Gut Feeling: Could Your Microbiome Be Fuelling PMS, Mood Swings, and Period Pain?

Gut Feeling: Could Your Microbiome Be Fuelling PMS, Mood Swings, and Period Pain?

Ever feel like your gut’s got a secret calendar?

You’re cruising through the month, then - bam - suddenly bloated, irritable, and crying over a missing sock. Sound familiar?

Spoiler alert: It might not just be your hormones. New Aussie-led research is turning heads with what it’s uncovering about your gut microbiome - and it could be the key to smoother cycles.

1. The Aussie Breakthrough: The Hudson Institute’s Gut-PMS Clinical Trial

Right now, the Hudson Institute in Melbourne is leading a world-first research project with Monash University, exploring how your gut bacteria shift throughout your cycle¹.

Participants in the trial are:

  • Submitting stool samples (yep, glamorous)

  • Tracking gut symptoms, moods, and bloating

  • Testing a gut-friendly supplement for three months

The aim? To see whether supporting the gut microbiome with dietary strategies can relieve PMS symptoms, especially anxiety and digestive upset.

It’s big news for period pain and gut health - and it’s happening right here in Australia.

2. Gut Rewiring: Understanding the Gut-Brain-Hormone Axis

Think of your body like a 3-way group chat between your gut, brain, and hormones. And yep - they talk a lot.

  • Your gut microbiome regulates digestion, immunity, and even mood.

  • Your brain and gut are connected via the vagus nerve - a literal information superhighway.

  • Your hormones (oestrogen and progesterone) rise and fall throughout your cycle, affecting everything from metabolism to mood.

Some gut bacteria help regulate oestrogen by producing enzymes like beta-glucuronidase². If those bacteria are out of balance, it can lead to oestrogen dominance – a culprit behind mood swings, breast tenderness, bloating, and heavy periods.

And guess what makes that worse? Stress. It disrupts gut balance, lowers microbial diversity, and during your luteal phase (hello, PMS week), it hits even harder².

3. What the Science Says (and Why It Matters)

Studies are now finding clear differences between the microbiomes of women with and without PMS.

A 2022 Japanese trial³ showed:

  • Lower levels of beneficial bacteria like Parabacteroides and Megasphaera in women with PMS

  • Higher levels of Anaerotaenia (not so helpful in large amounts)

  • Lower butyrate – a short-chain fatty acid that supports mood and calms inflammation

Other studies also show gut diversity drops during the luteal and menstrual phases². That drop? Linked to symptoms such as bloating, constipation, fatigue, and irritability.

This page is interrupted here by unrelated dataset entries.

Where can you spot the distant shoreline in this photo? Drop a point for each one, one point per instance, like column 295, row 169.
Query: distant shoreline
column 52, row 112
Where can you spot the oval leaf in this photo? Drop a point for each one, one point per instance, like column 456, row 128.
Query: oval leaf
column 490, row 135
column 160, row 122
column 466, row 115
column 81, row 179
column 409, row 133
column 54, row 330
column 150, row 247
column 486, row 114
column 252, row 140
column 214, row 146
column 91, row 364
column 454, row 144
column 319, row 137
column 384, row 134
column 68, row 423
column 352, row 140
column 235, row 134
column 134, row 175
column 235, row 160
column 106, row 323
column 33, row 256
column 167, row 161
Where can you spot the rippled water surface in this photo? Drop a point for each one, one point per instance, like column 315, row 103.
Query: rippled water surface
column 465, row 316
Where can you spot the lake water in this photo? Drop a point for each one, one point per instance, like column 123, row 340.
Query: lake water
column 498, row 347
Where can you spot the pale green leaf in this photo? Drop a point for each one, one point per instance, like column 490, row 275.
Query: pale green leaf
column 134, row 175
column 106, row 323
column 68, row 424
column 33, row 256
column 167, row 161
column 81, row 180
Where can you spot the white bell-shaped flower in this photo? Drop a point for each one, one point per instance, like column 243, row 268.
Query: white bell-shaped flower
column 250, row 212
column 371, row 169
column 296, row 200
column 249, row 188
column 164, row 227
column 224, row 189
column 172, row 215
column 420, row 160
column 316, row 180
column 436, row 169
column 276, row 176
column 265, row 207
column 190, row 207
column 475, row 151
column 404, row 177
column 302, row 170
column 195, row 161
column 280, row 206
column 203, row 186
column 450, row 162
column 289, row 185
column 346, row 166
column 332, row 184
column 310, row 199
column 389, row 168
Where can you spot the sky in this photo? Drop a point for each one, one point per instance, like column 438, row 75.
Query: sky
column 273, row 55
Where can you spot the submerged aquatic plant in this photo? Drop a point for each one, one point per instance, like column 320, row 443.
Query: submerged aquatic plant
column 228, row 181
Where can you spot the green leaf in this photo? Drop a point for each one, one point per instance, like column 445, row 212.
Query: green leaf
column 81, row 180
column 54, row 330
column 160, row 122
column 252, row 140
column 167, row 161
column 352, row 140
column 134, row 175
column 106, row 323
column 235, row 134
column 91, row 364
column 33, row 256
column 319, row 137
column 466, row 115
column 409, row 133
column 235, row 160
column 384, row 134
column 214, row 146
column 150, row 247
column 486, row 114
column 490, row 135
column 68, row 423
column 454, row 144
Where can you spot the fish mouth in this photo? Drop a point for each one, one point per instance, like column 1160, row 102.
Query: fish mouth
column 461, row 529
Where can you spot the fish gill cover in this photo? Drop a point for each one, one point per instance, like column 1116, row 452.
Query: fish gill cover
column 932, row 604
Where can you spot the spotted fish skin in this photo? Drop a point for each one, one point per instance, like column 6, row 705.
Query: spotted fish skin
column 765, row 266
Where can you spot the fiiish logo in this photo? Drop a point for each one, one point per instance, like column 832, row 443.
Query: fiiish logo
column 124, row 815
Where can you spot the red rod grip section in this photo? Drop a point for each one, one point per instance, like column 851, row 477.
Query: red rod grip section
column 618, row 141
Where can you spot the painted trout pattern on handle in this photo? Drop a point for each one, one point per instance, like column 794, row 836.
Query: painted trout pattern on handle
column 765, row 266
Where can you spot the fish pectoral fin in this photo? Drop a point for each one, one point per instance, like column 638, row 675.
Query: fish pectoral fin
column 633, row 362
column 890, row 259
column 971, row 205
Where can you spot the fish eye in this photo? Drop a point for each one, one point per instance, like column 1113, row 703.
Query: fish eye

4. The Hey Sister! Community Shares the Truth

Real stories from real women:

Real Women, Real Relief: Gut + PMS Support

"Love my Hey Sister product. It has helped so much with cramps & PMS symptoms. It makes me feel better knowing I’m putting good things into my body too!!"
Amber E. – Verified Buyer

"I’ve struggled with incredibly painful periods and PMS for as long as I can remember… But wow, I’m honestly amazed. Not only did I experience no pain, but I also had more energy and was in a great mood. This is by far the best I’ve ever felt during my period."
Julia K. – Verified Buyer

"I suffer from incredibly painful periods that cause me to miss work each month…  On top of significantly reducing my pain, I found it removed all PMS symptoms of back pain, bloating, tiredness and mood swings."
Sarah P. – Verified Buyer

These stories match what science is showing: gut balance and hormone balance go hand-in-hand.

5. How to Love Your Gut (Especially Before Your Period)

You don’t need a science degree or a gut-health glow-up. Just these simple tweaks:

  • Eat more fibre: Oats, chia seeds, sweet potatoes, greens

  • Add prebiotics: Garlic, onion, leeks, bananas, asparagus

  • Try probiotics: Fermented foods (kimchi, kefir, sauerkraut) or plant-based supplements

  • Ease up on sugar & alcohol: Especially pre-period - they mess with your gut

  • Move gently: Yoga, walking, stretching - all support digestion and lower stress

  • Track your cycle: Spot patterns and prep your gut before PMS hits

6. Why Hey Sister! Works

Hey Sister! was formulated to support exactly what the science is spotlighting:

  • 100% organic, vegan, gluten- and dairy-free

  • Includes Khaya senegalensis, a powerful plant-based prebiotic

  • Supports gut health, balances hormones, and reduces inflammation

  • Works with your cycle, not against it

  • No chemicals, no bandaid fixes, just long-term cycle wellness

7. Let’s Be Brave, Informed, and Honest

Period health shouldn’t be mysterious or shame-filled. If you’re feeling off before your period - mentally, physically, emotionally - your gut might be asking for backup.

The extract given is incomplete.